Quelques mois après que des inondations et des glissements de terrains dévastateurs eurent laissé jusqu’à 30 000 morts ou disparus et 20 000 personnes sans abri, la République du Venezuela a subi une autre inondation, causée par une marée d’aide médicale inexploitable. Les images télévisées poignantes de la catastrophe de décembre 1999 dans les états côtiers de Vargas et de Falcon, près de Caracas, ont déclenché une réaction humanitaire massive et des tonnes de médicaments ont afflué du monde entier.
Toutefois, selon les professionnels de santé qui ont secouru les victimes, d’énormes quantités de médicaments et de matériel médical sont restées stockées dans les entrepôts et environ 70 % vont devoir être incinérées. Selon un rapport du Service de production pharmacologique du gouvernement vénézuélien, la plupart de ces produits sont inutilisables soit parce qu’ils sont périmés ou inutiles ou partiellement utilisés soit parce qu’ils ne comportent aucune indication en espagnol. De ce fait, le gouvernement a déjà dû dépenser au moins 10 millions de bolivars (environ 16 000 USD) pour engager du personnel supplémentaire et augmenter les heures de travail pour simplement trier tout ce qui est arrivé.
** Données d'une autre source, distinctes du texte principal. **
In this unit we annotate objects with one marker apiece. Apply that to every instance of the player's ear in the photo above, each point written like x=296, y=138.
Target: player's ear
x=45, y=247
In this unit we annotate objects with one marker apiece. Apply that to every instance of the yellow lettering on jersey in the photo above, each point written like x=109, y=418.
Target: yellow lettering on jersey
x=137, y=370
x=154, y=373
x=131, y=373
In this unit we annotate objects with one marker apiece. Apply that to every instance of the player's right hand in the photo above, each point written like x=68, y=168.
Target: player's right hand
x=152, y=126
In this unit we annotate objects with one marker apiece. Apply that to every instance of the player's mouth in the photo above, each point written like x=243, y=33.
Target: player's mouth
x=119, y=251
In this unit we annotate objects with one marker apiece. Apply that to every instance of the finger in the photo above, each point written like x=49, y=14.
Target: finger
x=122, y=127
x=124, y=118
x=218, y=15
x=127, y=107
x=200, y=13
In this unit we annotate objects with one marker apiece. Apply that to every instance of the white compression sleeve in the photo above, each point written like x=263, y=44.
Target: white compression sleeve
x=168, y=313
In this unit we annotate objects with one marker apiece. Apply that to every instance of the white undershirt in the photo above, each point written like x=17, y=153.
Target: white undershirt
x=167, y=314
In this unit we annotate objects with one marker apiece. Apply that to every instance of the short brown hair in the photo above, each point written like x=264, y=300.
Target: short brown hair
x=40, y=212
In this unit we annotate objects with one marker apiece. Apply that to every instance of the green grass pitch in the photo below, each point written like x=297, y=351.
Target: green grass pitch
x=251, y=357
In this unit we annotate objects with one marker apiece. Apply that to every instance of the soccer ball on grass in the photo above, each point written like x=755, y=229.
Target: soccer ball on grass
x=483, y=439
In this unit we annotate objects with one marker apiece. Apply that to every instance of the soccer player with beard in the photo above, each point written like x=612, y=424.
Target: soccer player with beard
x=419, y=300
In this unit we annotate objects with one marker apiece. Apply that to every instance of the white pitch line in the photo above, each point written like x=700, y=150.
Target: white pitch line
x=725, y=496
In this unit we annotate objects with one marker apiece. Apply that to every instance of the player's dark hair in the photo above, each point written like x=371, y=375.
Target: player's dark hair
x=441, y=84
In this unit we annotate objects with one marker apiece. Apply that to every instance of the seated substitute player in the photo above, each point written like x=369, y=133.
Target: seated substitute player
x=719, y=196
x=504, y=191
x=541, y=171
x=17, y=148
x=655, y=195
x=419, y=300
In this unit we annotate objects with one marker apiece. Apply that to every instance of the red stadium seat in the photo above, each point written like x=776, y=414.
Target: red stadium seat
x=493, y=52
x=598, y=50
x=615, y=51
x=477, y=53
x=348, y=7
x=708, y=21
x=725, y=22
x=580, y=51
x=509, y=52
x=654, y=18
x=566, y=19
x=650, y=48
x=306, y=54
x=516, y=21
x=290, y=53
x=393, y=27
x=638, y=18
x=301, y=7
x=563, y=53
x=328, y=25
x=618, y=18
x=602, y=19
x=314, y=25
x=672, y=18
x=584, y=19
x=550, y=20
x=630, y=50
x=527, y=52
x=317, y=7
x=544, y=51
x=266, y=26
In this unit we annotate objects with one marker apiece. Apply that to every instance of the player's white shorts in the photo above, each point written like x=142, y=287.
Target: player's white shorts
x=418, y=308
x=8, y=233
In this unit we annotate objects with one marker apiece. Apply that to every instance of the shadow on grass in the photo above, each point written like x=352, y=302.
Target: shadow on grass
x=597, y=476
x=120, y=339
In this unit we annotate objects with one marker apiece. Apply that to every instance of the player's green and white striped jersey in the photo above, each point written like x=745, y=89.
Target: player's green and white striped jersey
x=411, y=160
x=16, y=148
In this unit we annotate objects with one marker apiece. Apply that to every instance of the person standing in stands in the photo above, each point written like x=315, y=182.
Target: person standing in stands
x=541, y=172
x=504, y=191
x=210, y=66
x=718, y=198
Le Dr Francisco Griffin, directeur général du Service de production, explique que, selon lui, certaines Compagnies ont délibérément envoyé des produits périmés, considérés comme des déchets toxiques, pour économiser le coût de leur traitement. En 1996, l’OMS a élaboré des principes directeurs interinstitutions applicables aux dons de médicaments1 en réponse aux rapports de plus en plus nombreux sur ces problèmes de dons inappropriés.

Les eaux du lac Maracaïbo sont tranquilles pour cette auxiliaire de santé faisant sa ronde mais les inondations de 1999 au Venezuela ont été massivement destructrices - Photo: OMS/P. Almsay
Toutefois, le Dr Griffin admet que le Service n’avait pas prévu un tel afflux d’aide internationale à la suite des glissements de terrain. Lorsque le caractère désorganisé des dons et le travail titanesque nécessaire pour y mettre de l’ordre devinrent évidents, des messages furent transmis, mais trop tardivement, sur les sites Internet des organisations internationales, demandant que les dons soient limités aux seuls produits spécifiés.*
* Certains pays commencent à oser déclarer ouvertement qu’ils ne veulent plus recevoir de médicaments inutiles en cas de catastrophes naturelles. Ainsi, lorsque certaines de ses régions ont été touchées par des inondations en février et mars 2000, le Mozambique a demandé que tous les dons soient conformes aux Principes directeurs interinstitutions de l’OMS.
Source: BMJ 2000;320:1491.
Bibliographie
1. OMS. Principes directeurs interinstitutions applicables aux dons de médicaments. Genève: Organisation Mondiale de la Santé; 1996 (seconde édition publiée en 1999).